When I attended University of South Florida (USF), dad drove me back to campus; just the two of us. We often stopped at a shop in Tampa to get root beer floats before he took me back to campus. I was a co-op student when I attended USF and would work alternate quarters in Baltimore, Md. Dad drove up with me and a girlfriend, then took the 20+ hour bus ride back to St. Petersburg, FL. Dad did this alone, although he rarely traveled long distances without mom. When we were little, Dad combed our hair, he made the best collard greens. He even fried pork chops and cooked grits for breakfast when my friends spent the night at our house after the prom. When my prom date’s car wouldn’t start, dad let him use his car. I could go on and on. I am sure my siblings would have their own, completely different stories of their personal time with dad. That was the type of father he was to us.
When we moved to Trenton and dad was in his 70’s, he climbed on our tin roof to fix a flashing because Larry, my husband, was hesitant to get up on the roof. Lastly, and most cherished, would be dad sitting under our pole barn when I came home from work. After mom died, dad spent a lot of time back there.
So, today I want to honor “G” as he was fondly called by many. I love you and miss you. Whenever I go out in the back yard and feel the breeze kiss my face, I see you.
Thank you, Dad, for being the best father anyone could ever want.
Dear God, send out a special breeze of love to all fathers, on earth and in heaven.

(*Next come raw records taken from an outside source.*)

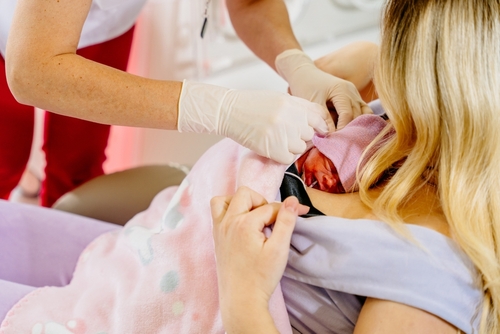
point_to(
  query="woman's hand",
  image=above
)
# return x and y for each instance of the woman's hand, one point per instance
(309, 82)
(249, 264)
(354, 63)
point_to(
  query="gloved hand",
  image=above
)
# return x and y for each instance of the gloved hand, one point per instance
(309, 82)
(274, 125)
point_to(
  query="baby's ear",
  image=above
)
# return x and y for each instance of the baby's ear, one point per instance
(299, 164)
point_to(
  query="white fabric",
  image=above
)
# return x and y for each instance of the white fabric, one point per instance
(107, 19)
(274, 125)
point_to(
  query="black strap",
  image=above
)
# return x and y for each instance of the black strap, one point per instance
(292, 185)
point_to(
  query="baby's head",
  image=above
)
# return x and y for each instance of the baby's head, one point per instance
(345, 147)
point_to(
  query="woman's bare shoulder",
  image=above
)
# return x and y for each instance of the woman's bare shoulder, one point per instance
(423, 209)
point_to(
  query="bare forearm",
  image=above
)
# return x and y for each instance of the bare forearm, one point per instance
(246, 315)
(43, 70)
(264, 26)
(71, 85)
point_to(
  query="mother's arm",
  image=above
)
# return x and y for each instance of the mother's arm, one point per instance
(250, 265)
(43, 70)
(387, 317)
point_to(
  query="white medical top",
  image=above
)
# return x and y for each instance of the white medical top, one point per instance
(107, 19)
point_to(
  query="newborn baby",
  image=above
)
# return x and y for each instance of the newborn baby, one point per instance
(331, 164)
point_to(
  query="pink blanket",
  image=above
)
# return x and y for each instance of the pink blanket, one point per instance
(156, 275)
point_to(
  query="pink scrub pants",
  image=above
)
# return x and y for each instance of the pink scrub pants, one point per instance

Let them know that their efforts have not gone unnoticed. They have left a legacy that lives on and on through the lives of their sons and daughters. And, God, let the sons and daughters here on earth feel that breeze of love the fathers in heaven are sending down. For those who are blessed to still have their fathers with them, God, encourage them to show their fathers unconditional love, here and now. Thank You!! Amen.